Since we’re piling on tech platforms today in the wake of the Iowa Caucus meltdown, Vice has a new detailed breakdown of the most common scams on Airbnb.

Last October, Vice had a great exposé on a rampant bait-and-switch Airbnb scam wherein a renter agrees to one property, which has some manner of supposed crazy last-minute emergency, requiring them to take another property from the same host which then turns out to be some kind of bedbug-infested flophouse. Vice was apparently inundated with emails after publishing that post, which they’ve detailed in a follow-up post describing the most common Airbnb scams.

As The Verge notes, Airbnb promised to verify all of its listings in the wake of that report (though has not detailed in full how they expect to do this). But in the meanwhile, these scams continue to run amok on Airbnb.

Apartment Sadness via Craigslist

1. Multiple Hosts Listing the Same Property

Vice’s reporting found a nutty chain of similarities between properties listed by “Andrew and Becky,” “Kelsey and Jean,” and three other couples with different names. But this is clearly the same property! Yet it was listed at wildly different prices between $95-249 for the same nights.
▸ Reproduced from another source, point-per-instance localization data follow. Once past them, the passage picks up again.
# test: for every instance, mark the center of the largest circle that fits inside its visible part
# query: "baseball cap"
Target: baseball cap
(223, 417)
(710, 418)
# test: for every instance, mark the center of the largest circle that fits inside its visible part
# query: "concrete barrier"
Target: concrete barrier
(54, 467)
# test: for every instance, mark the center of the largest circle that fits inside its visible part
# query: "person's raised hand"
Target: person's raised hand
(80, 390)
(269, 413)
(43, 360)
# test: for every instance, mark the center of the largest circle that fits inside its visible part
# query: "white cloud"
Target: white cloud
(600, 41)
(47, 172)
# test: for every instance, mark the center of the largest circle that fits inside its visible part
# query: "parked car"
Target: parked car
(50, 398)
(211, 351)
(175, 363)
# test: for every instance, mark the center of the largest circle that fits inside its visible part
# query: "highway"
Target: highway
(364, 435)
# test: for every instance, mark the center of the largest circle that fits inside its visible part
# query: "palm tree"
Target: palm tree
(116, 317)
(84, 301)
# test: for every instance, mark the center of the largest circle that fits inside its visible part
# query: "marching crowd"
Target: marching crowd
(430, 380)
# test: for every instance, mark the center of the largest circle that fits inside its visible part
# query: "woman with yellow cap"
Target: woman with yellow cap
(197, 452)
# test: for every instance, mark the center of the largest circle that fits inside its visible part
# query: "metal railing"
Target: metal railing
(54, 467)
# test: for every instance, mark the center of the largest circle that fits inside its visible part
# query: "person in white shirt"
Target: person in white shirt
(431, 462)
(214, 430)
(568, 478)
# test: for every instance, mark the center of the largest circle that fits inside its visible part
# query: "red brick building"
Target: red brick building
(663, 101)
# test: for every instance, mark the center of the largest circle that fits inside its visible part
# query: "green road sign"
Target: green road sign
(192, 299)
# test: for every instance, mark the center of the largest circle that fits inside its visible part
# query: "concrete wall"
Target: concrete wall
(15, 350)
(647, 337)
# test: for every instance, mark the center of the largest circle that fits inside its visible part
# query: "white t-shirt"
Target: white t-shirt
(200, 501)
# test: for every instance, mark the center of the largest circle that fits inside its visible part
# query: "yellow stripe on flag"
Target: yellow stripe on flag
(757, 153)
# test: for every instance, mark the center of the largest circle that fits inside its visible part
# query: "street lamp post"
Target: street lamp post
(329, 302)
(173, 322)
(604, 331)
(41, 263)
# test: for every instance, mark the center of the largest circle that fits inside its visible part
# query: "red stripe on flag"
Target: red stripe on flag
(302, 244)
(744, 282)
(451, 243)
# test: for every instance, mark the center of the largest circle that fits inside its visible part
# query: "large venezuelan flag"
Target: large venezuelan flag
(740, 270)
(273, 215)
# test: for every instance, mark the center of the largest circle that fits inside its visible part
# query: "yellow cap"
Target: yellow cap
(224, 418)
2. Properties that Never Existed

Many of the scams Vice found fall under the heading “bait and switch,” offering something and then delivering something substantially shittier. In many cases, the first “good” property was a fictional construct all along, and the listing was jacked with stock photos, was someone else’s property, or something they swiped from an interior design publication.

via Zumper


3. Claiming the Plumbing Broke

Airbnb allows an “unavoidable circumstance” clause in cases of “unforeseen property damage, maintenance, and amenity issues.” The most common claim is plumbing problems, reported at which point you have no other options, and the host offers you some craptastic other location you’re forced to take out of desperation.

4. Double, Triple, and Quadruple-Booking

Sure, Airbnb does not allow hosts to double-book a property. But hosts can still book the same property on multiple other sites like VRBO and Booking.com, and once you arrive, there is little recourse.
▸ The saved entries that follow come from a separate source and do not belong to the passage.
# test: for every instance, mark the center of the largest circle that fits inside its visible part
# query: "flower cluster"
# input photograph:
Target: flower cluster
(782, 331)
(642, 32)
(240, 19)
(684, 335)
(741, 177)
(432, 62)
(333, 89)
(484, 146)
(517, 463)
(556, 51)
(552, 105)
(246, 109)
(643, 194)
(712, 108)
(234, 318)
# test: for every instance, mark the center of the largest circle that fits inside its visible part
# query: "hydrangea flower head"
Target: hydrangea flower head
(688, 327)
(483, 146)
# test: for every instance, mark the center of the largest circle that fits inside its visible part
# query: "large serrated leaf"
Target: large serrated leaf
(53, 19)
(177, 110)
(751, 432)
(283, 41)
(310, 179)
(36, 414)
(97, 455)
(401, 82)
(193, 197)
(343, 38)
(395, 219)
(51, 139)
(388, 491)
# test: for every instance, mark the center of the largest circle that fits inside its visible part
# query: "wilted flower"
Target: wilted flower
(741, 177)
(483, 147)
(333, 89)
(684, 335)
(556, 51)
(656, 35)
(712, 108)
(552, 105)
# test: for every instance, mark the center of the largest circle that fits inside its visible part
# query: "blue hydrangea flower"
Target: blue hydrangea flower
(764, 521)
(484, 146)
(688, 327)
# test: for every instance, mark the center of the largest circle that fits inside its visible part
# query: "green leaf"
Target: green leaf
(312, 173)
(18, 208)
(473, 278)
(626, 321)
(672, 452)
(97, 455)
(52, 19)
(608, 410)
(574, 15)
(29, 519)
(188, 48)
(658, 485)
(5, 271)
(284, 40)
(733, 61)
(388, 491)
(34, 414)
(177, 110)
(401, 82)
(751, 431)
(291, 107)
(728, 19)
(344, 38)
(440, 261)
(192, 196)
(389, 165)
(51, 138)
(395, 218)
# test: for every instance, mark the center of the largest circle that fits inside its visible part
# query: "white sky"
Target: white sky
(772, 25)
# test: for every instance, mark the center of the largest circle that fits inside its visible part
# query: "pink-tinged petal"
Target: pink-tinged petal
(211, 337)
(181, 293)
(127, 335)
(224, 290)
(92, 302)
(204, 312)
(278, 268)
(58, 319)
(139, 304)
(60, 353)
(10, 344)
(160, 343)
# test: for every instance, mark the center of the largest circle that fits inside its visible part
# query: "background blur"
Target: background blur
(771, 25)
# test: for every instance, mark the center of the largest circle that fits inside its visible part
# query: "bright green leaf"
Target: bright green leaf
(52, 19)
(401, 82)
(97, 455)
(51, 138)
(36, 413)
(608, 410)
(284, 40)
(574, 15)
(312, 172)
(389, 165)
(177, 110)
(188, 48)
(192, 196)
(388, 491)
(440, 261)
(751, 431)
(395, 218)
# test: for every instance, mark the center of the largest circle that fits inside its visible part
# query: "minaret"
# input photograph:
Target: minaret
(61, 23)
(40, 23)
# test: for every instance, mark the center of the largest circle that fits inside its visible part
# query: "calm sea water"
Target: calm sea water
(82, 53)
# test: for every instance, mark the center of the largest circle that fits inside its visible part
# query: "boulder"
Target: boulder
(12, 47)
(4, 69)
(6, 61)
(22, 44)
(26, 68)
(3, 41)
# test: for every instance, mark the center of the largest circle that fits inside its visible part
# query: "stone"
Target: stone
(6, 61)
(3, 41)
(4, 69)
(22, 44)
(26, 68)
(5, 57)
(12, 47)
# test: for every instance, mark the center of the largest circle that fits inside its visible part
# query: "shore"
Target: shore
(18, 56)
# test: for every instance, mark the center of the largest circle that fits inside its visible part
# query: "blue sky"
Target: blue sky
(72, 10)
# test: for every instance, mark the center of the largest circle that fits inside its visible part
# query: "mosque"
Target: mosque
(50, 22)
5. Paying Outside the Airbnb App

Some hosts occasionally ask for payment through some medium other than the Airbnb app or platform. “It’s virtually always a prelude to something even sketchier,” Vice reports after reviewing nearly 1,000 emails.

via Zumper

6. Bogus Damage Charges

One Parisian renter tells Vice, “Owner of the unit called me and accused me of losing the key to the flat. I told him I left it just where he told me to leave it, and that it should be there. He became belligerent and started yelling at me in French, which I did not understand.”

“About 2 hours after check out, he sent to me a text telling me I owed him $2,000.00 US dollars to re-key the door. Airbnb then messaged me to tell me that they were going to collect on that $2,000.00 and that I should make arrangements to pay same through my account,” the renter notes. The charge was eliminated, but fake damage is a common scheme.

7. Extorting Positive Reviews

Vice found some cases, hosts will “ask up-front for a five-star review no matter what the stay was really like.” Other hosts would screen your other reviews before renting, and not rent unless you’d agreed to leave no reviews.

8. Removing Negative Reviews

There are ways for hosts to remove your negative reviews, but Airbnb has the final say on that. Still, the host can game that system by submitting fake texts or other doctored evidence, and the company could rule in the host’s favor.

9. Stalling Your Refund

The Airbnb platform only allows a two-week window for leaving reviews, and if you’re trying to get a refund, that clock can run out on you. Vice also notes that “Guests are also unable to leave reviews if their stay was cancelled—even if it was cancelled because they arrived there, noted the house was actually, for instance, a trap house.”

10. Renter Scams

Renters can be con artists too! Generally they will smoke or break something and deny doing it, but the damage is done so the host cannot rent again without incurring repair costs and such.